Un dialogue constant entre tradition et innovation
L’encépagement du Périgord révèle avant tout la souplesse d’un vignoble prêt à jouer sur plusieurs claviers :
- Tradition : l’utilisation massive du merlot ou du sémillon prolonge l’influence bordelaise, inscrivant la région dans une continuité avec son prestigieux voisin, tout en affirmant ses propres nuances.
- Résilience : la présence de variétés oubliées, telles que la carmenère ou l’ondenc, rappelle l’attachement des vignerons à l’héritage local et à la résistance face aux aléas climatiques et économiques.
- Expérimentation : le retour du malbec ou du sauvignon gris, l’émergence de cuvées parcellaires, trahissent la vitalité d’un vignoble qui ose et innove.
La diversité comme marque de fabrique
Quand d’autres régions françaises misent sur la spécialisation extrême, le Périgord, lui, revendique la pluralité conviviale : vins rouges ronds ou charpentés, blancs vibrants ou moelleux, rosés fruités, la palette est à l’image des tablées où cohabitent confit, noix, cabécou et truffe.
La biodiversité ampélographique (étude des cépages) constitue d’ailleurs une richesse précieuse : près de 15 cépages reconnus dans les AOC du Bergeracois (source : La Route des Vins de Bergerac et Duras), au sein de domaines familiaux, souvent en culture raisonnée, voire en conversion bio.

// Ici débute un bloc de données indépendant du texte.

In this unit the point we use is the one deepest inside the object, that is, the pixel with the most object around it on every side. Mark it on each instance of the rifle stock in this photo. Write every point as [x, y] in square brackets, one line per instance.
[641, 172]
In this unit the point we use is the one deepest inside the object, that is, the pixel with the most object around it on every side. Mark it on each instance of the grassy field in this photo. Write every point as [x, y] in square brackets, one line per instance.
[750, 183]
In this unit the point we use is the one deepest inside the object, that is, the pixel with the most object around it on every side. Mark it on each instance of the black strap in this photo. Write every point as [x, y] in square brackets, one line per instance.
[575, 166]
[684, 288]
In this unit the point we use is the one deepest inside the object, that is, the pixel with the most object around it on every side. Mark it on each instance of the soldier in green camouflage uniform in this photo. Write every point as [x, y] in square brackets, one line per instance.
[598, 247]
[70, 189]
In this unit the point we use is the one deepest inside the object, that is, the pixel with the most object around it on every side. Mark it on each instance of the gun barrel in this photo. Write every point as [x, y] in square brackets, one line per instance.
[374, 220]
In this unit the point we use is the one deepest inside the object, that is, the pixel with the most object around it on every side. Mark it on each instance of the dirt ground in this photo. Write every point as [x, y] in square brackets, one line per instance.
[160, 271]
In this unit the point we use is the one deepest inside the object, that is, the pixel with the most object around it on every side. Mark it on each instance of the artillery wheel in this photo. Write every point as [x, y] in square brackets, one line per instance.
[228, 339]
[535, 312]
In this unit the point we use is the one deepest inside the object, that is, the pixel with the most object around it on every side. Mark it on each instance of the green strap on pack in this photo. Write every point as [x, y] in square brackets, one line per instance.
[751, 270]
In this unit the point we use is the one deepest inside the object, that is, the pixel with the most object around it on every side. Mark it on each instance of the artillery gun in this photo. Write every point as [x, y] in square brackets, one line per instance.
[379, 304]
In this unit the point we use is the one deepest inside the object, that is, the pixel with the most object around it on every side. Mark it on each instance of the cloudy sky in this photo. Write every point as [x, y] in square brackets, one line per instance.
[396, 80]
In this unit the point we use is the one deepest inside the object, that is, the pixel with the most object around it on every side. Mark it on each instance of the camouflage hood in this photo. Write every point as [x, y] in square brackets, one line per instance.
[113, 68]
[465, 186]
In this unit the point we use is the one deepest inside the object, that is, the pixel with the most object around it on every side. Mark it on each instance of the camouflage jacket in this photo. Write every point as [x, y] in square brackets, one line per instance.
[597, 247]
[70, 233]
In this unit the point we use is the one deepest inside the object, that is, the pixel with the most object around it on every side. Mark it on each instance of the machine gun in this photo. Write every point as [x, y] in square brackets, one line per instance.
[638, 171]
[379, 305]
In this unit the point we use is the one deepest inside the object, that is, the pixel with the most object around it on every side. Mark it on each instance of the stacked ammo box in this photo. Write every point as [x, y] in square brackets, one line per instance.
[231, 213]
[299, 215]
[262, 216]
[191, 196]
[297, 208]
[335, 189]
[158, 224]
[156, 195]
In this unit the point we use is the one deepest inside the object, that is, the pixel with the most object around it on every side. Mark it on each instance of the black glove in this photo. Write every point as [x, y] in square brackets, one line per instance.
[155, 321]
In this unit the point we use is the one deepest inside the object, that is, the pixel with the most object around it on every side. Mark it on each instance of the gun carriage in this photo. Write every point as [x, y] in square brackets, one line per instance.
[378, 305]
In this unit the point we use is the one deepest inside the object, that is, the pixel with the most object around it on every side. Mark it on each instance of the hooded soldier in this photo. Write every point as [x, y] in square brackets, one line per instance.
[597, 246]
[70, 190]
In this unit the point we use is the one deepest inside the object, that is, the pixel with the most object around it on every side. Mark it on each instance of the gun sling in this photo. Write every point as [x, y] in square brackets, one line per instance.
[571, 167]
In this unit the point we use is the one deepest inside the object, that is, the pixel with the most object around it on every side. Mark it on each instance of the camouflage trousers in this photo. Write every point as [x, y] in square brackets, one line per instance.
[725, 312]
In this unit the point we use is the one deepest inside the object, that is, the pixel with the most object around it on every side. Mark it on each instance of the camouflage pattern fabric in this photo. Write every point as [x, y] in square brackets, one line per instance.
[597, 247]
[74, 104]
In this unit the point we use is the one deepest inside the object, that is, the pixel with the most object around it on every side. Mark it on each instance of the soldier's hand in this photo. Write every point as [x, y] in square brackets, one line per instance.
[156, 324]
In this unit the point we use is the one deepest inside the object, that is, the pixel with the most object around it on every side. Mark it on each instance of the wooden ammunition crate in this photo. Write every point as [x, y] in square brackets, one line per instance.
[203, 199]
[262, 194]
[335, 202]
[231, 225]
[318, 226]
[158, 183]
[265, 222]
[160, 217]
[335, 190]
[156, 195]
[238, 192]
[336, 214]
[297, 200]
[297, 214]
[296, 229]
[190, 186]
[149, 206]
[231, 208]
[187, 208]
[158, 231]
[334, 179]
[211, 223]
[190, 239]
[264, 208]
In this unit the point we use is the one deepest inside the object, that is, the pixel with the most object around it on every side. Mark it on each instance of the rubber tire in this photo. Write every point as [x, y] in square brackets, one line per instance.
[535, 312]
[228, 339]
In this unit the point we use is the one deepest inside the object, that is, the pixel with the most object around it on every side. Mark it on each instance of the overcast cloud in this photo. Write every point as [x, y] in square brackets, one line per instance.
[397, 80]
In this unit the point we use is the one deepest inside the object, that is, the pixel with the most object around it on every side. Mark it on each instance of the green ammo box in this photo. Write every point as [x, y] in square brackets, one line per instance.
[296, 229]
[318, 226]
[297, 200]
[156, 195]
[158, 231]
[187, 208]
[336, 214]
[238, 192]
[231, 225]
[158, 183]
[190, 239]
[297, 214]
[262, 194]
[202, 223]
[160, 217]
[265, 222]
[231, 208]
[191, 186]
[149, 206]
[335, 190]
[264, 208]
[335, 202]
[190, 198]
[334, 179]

Un miroir du paysage et du climat
L’association des cépages et des sols du Périgord n’est jamais le fruit du hasard. Le merlot retrouve ses aises sur les argiles profondes de la plaine, le cabernet franc se plaît sur les terrasses graveleuses de la Dordogne, le sémillon prend la brume matinale à bras-le-corps sur les pentes ensoleillées de Monbazillac… Il s’agit d’une mosaïque délicate où chaque cépage répond à la topographie et au microclimat.
Le climat océanique, tempéré par les forêts de chênes et l’équilibre entre fleuve et coteaux, autorise des maturations longues, favorisant l’expression aromatique de chaque variété.
L’histoire comme fil rouge : anecdotes et transmissions
Certains cépages racontent, à leur manière, de petits pans de l’histoire locale. Ainsi, le malbec, cépage phare du Cahors voisin, a été décimé par le phylloxéra à la fin du XIX siècle ; il revient aujourd’hui par la volonté de jeunes vignerons nostalgiques. D’autres, comme la muscadelle, témoignent de la porosité des frontières avec l’Entre-Deux-Mers ou le Lot-et-Garonne. La présence - rare mais réelle - de la carmenère rappelle que le Périgord partageait autrefois nombre de variétés avec le grand Sud-Ouest, jusqu’à la crise du phylloxéra (source : La Vigne).
Sur certaines exploitations de la vallée de la Dordogne, des ceps centenaires veillent encore, rescapés des deux guerres et des révolutions agricoles, donnant des vins de mémoire, puissants et profonds.